Lets look at the operation for a smaller power, just to convince ourselves what happened. Here for example, try the 20th power. Using double precision,
mod(4^20,2*pi)
ans =
3.55938555711037
Now, use a loop in a powermod computation, taking the mod after every step. Essentially, this discards multiples of 2*pi after each step.
X = 1;
for i = 1:20
X = mod(X*4,2*pi);
end
X
X =
3.55938555711037
But is that the correct value? Again, I'll use hpf to compute the correct value, showing the first 20 digits of that number. (Since I've done the computation in 50 total digits, I'll absolutely trust the first 20 of them.)
mod(hpf(4,[20,30])^20,2*hpf('pi',[20,30]))
ans =
3.5593426962577983146
In fact, while the results in double precision agree to the last digit shown, those double results were both actually wrong past the 5th significant digit.

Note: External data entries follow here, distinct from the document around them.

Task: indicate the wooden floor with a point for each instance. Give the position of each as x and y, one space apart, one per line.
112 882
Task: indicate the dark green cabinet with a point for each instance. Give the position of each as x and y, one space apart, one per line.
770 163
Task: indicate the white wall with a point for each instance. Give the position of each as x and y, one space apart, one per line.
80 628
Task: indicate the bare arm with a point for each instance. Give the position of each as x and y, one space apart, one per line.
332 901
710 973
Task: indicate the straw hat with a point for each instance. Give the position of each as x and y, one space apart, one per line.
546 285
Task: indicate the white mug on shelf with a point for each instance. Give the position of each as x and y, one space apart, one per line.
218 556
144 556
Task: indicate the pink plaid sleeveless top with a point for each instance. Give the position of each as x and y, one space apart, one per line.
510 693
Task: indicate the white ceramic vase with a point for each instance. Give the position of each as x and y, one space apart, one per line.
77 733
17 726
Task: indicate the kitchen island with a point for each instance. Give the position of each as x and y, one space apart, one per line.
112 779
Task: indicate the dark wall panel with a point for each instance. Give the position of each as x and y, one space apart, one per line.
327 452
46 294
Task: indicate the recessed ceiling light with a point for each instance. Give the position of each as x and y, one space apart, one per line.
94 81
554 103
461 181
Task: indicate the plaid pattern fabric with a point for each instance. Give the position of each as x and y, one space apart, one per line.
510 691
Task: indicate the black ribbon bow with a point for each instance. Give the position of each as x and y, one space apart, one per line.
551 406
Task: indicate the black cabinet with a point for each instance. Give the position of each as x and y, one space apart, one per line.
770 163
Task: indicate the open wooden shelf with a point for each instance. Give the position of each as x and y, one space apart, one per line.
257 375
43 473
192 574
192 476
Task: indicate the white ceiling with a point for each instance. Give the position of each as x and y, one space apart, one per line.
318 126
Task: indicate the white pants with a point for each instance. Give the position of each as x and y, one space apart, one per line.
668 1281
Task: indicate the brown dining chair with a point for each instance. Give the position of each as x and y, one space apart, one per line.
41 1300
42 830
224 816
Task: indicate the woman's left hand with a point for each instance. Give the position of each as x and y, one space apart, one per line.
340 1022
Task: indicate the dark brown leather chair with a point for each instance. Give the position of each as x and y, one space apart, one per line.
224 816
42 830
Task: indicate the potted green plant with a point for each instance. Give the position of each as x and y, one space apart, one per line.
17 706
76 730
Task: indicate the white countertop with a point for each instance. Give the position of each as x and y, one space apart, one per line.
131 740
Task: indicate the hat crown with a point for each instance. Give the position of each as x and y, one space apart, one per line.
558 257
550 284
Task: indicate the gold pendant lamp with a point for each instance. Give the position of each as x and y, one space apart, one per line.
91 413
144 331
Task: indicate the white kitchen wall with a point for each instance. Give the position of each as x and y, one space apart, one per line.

As it turns out, we STILL need to carry more than 600 digits of precision for this loop to produce a result of any significance.
Finally, to fully kill this dead horse, we might ask if a better powermod computation can be done. That is, we know that 1000 can be decomposed into a binary form (use dec2bin) as:
512 + 256 + 128 + 64 + 32 + 8
ans =
1000
Can we use a repeated squaring scheme to expand that large power with fewer multiplications, and so cause less accumulated error? Essentially, we might try to compute
4^1000 = 4^8 * 4^32 * 4^64 * 4^128 * 4^256 * 4^512
However, do this by repeatedly squaring 4, then taking the mod after each operation. This fails however, since the modulo operation will only remove integer multiples of 2*pi. After all, mod really is designed to work on integers. So look at what happens. We can express 4^2 as:
4^2 = 16 = 3.43362938564083 + 2*(2*pi)
Can we just square the remainder however, then taking the mod again? NO!
mod(3.43362938564083^2,2*pi)
ans =
5.50662545075664
mod(4^4,2*pi)
ans =
4.67258771281655
We can understand what happened when we expand this form:
4^4 = (4^2)^2 = (3.43362938564083 + 2*(2*pi))^2
What will you get when you remove INTEGER multiples of 2*pi? You need to understand why the direct loop allowed me to remove integer multiples of 2*pi, but the above squaring operation does not. Of course, the direct loop failed too because of numerical issues.
I would first redefine the question as follows: compute 4^1000 modulo 2pi. So we have split the problem in two.
Use some math trickery:
(a+2pi*K)*(b+2piL) = ab + 2pi*(garbage)
Hence, you can just multiply 4 many times by itself and computing mod 2pi every stage. The real question to ask, of course, is what is the precision of this thing. This needs careful mathematical analysis. It may or may not be a total crap.
Following to Pavel's hint with mod I found a mod function for high powers on mathwors.com.
bigmod(number,power,modulo) can NOT compute 4^4000 mod 2π. Because it just works with integers as modulo and not with decimals.
This statement is not correct anymore: sin(4^x) is sin(bidmod(4,x,2*pi)).